The thing I'm most proud of technically is that we built OTA updates for not just the microcontroller but the FPGA that handled the ultrasonic measurements. We could remotely deploy entirely new signal processing logic to the hardware itself.

CAD rendering of the FLUID water meter design

Manufacturing & Hardware

This is where I really learned that hardware has fundamentally different economics than software.

Injection molding tooling costs tens of thousands of dollars before you make a single part. PCB manufacturers want 1,000+ boards. Component suppliers have their own MOQs. The math only works at volume, but reaching volume requires capital you don't have yet. You end up constantly negotiating batch sizes against unit economics against cash flow.

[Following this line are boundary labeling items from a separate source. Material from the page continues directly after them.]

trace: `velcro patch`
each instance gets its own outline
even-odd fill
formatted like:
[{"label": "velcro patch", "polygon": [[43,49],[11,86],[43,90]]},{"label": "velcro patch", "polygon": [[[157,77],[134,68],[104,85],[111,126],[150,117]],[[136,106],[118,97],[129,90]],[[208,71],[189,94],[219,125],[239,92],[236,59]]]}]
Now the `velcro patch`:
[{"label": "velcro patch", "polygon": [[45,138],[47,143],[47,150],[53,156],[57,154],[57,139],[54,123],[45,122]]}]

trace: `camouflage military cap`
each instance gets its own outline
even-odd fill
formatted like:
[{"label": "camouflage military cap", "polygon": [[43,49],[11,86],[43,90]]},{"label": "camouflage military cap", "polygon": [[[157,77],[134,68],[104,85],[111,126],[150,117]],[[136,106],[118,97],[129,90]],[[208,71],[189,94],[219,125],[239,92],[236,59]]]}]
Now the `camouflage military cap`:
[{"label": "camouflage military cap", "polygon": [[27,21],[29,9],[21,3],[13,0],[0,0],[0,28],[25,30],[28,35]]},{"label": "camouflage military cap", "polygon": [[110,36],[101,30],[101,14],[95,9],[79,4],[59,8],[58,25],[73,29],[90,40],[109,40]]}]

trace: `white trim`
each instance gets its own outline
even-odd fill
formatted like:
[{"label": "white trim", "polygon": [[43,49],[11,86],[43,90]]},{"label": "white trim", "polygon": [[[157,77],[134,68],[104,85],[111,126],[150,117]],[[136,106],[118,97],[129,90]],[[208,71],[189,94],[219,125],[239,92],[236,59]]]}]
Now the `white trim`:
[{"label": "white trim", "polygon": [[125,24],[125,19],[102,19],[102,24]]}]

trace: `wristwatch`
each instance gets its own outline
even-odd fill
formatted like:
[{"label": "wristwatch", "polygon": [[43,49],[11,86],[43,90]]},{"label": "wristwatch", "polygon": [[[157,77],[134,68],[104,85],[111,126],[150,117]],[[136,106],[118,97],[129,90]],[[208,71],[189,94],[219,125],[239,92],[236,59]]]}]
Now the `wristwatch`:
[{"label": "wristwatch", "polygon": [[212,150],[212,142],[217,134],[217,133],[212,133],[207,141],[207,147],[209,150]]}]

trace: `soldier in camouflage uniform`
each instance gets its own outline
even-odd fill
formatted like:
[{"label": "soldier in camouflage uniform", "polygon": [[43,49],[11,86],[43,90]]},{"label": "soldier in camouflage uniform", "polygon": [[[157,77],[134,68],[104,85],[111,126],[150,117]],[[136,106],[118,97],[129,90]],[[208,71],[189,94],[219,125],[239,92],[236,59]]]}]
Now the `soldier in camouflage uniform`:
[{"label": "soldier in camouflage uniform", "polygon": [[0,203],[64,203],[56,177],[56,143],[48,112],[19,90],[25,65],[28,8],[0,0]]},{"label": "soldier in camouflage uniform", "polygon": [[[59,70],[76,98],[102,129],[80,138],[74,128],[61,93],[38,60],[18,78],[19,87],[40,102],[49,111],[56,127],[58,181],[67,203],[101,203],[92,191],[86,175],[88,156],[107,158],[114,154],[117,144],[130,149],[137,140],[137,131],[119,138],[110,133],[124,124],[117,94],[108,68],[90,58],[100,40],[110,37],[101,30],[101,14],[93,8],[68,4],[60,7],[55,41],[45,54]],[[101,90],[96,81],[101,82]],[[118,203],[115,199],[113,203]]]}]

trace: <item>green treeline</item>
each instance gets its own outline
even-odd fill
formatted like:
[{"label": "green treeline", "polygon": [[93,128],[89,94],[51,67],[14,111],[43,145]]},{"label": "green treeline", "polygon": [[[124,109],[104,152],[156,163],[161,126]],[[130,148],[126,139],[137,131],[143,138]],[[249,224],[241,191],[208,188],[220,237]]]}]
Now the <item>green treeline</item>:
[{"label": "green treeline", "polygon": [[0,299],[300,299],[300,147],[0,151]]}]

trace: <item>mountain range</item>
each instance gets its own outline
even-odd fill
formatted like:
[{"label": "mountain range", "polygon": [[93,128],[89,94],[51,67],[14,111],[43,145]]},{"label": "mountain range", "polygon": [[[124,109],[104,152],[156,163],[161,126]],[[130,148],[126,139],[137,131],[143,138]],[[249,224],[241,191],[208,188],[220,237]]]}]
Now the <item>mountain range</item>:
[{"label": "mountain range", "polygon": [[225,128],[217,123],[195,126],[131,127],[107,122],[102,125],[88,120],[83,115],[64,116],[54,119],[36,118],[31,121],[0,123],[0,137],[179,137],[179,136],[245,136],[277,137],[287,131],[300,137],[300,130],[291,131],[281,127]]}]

From Prototype to Production

Three years from concept to production: off-the-shelf validation, 3D-printed iteration, injection-molded manufacturing.

2015
Prototype

Off-the-Shelf Sensor

Commercial ultrasonic meter to validate concept and learn time-of-flight fundamentals.

2016
Campaign

Kickstarter & 3D Prints

Kickstarter for custom sensor development. Rapid iteration with 3D-printed enclosures. Built calibration lab.

2017-2018
Production

Injection-Molded Units

~100 devices with injection-molded enclosures, custom PCBs, FPGA processing. Full cloud platform, mobile apps, ML analytics deployed.

The Scaling Challenge

The technology worked. That wasn't the problem. We explored partnerships, additional funding rounds, and alternative go-to-market strategies, but we couldn't bridge the gap between where we were and the volume we needed. The company wound down around 2018.

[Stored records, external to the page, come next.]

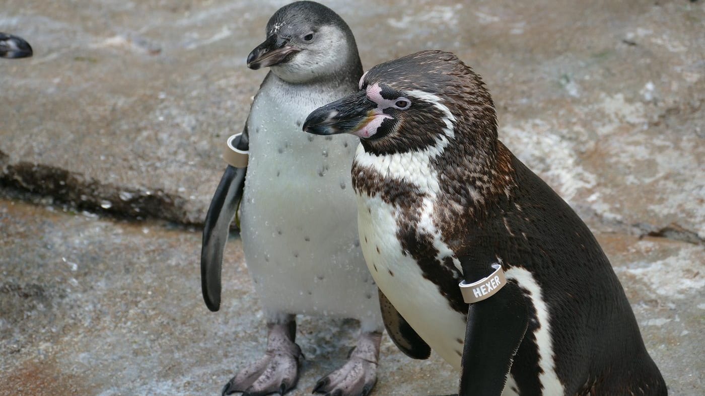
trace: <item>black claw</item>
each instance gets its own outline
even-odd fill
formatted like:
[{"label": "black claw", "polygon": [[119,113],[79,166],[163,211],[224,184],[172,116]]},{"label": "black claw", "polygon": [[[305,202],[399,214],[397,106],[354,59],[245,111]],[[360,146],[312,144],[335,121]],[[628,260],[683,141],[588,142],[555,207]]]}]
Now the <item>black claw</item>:
[{"label": "black claw", "polygon": [[311,393],[323,393],[325,391],[321,391],[321,388],[326,386],[329,383],[330,383],[330,382],[331,379],[328,377],[326,377],[322,380],[319,380],[318,382],[316,383],[316,386],[313,387],[313,390]]},{"label": "black claw", "polygon": [[230,382],[225,384],[223,387],[223,390],[221,390],[221,396],[227,396],[228,395],[232,395],[234,392],[230,392]]},{"label": "black claw", "polygon": [[372,385],[366,385],[363,386],[362,393],[360,394],[360,396],[367,396],[368,395],[369,395],[369,392],[372,391],[373,388],[374,388],[374,383]]}]

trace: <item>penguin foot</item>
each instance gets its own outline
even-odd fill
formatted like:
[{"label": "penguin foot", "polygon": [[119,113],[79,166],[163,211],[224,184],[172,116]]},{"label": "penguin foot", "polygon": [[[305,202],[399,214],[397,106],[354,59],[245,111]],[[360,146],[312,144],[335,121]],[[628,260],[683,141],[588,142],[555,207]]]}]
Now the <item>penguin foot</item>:
[{"label": "penguin foot", "polygon": [[296,386],[304,355],[293,338],[289,337],[288,330],[279,329],[278,326],[286,327],[286,325],[270,328],[264,356],[228,381],[223,387],[221,395],[237,392],[242,392],[243,396],[284,395]]},{"label": "penguin foot", "polygon": [[350,351],[348,361],[340,369],[319,380],[313,393],[326,396],[367,396],[377,382],[377,359],[381,333],[360,336]]}]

It's a common story in hardware startups, and living through it taught me something I couldn't have learned any other way: building something that works and building a viable business are two very different problems.

What I Learned

Signal Processing: Getting clean data out of noisy sensors was harder than I expected. Kalman filtering helped enormously but needed extensive calibration. Temperature compensation mattered way more than I'd anticipated. The lab and the real world were very different places.

Machine Learning: Getting labeled data was harder than building models. The calibration lab was the single most important thing we built. Usage patterns turned out to be more diverse than we planned for. "Normal" varies a lot from household to household.

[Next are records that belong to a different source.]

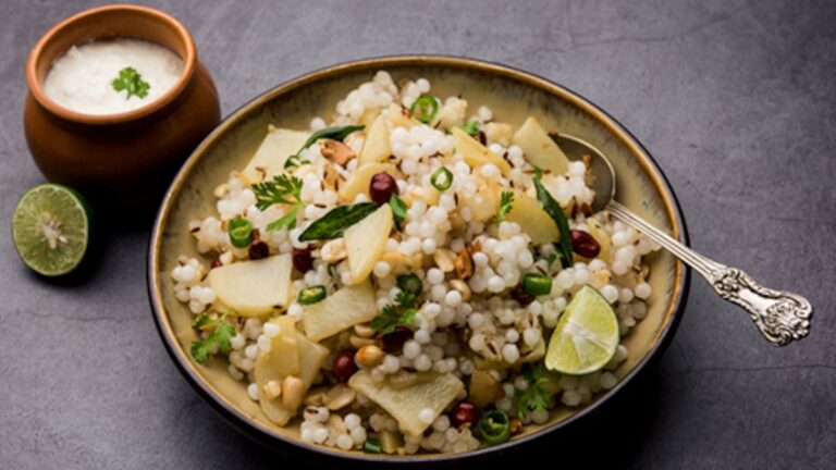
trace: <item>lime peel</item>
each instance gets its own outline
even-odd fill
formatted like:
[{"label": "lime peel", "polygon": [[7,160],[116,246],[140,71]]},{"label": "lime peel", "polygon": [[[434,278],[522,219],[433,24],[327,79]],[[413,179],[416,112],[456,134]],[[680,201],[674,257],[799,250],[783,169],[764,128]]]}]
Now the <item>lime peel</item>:
[{"label": "lime peel", "polygon": [[27,190],[12,217],[12,238],[21,260],[45,276],[73,271],[89,243],[86,201],[75,190],[52,183]]},{"label": "lime peel", "polygon": [[586,285],[555,325],[545,367],[570,375],[597,372],[615,356],[618,341],[618,318],[613,307],[594,287]]}]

Hardware Business: Design for manufacturing can't be bolted on at the end. And solving the technical risk doesn't solve the business risk. They're completely separate problems that need separate strategies.

Wearing Every Hat: One person can build a surprising amount of a system if you manage scope carefully and delegate the specialized work. Full-stack in this context meant knowing enough about each layer to make good decisions, not being expert at everything.

FLUID taught me more about building real systems than anything else I've worked on. Ultrasonic physics, ML pipelines, manufacturing economics, startup fundraising.. I got a crash course in all of it.